The $&*% Delmon Young Says

Each week, our favorite penguin, Zoo with Roy, writes a special piece for This week, he takes a look at some "stuff" Phillies outfielder Delmon Young said during a completely fictitious interview that never took place. It's a parody, people. That means it's not real. It never happened. Got it? Cool.

Oh, Mitya, why must you be so ill-tempered? Why do you take everything as affront? Dmitri … oh, wait, that’s your brother. But only, in this case, Delmon is Dmitri! Oh it’s all too confusing -- so here is $&*% Delmon Young Says, FyBROdorovich. 

This penguin caught up with the mercurial right fielder (lol) at Bright House Field and had the following colorful exchange.

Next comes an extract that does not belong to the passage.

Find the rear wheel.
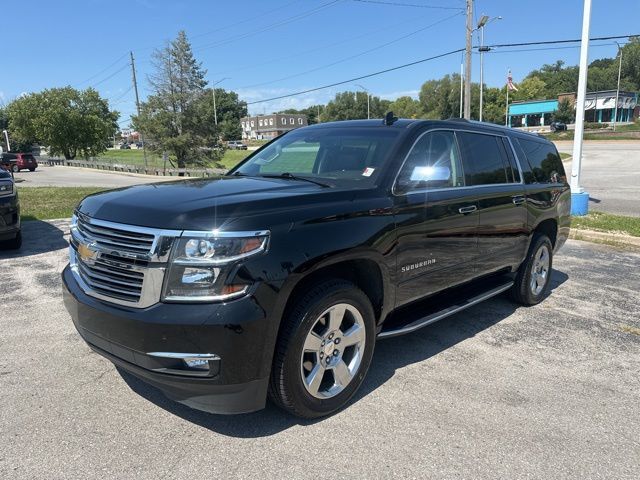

On if he’s purchased any Girl Scout cookies yet:

“Hell no. Why am I going to pay four bucks a box for two sleeves of cookies when I can get the big bag at Walmart for $2.50?”

But they support a good cause:

“Walmart supports a good cause, too: CHEAP COOKIES."

On whether he’s happy Spring has arrived:

“It’s just an equinox, bro. No big deal.”

On whether he’s excited about the upcoming NCAA Tournament:

“Not really.”

Does he have a bracket?:

“No, I’m good.”

A favorite team:

“The Dallas Cowboys?”

No, a favorite college basketball team:

“Didn’t you ask me who my favorite team was?”

I just assumed you understood what I meant...:

“You know what happens when you assume, right? Fine, just write whatever you want. Duke. I like Duke. Go Duke.”

His thoughts on Roy Halladay’s recent illness:

“I’m not even going there. If that’s how some guys want to make their weight, that’s on them.”

Wait what you think Roy Halladay has a weight clause in his contract?:

“Yeah. Why else you think he’s always running at like five in the (expletive) morning? He must eat all night long, too.”

Wait you eat all through the night?”:

“No comment. Man, why’s the media always trying to start a controversy?”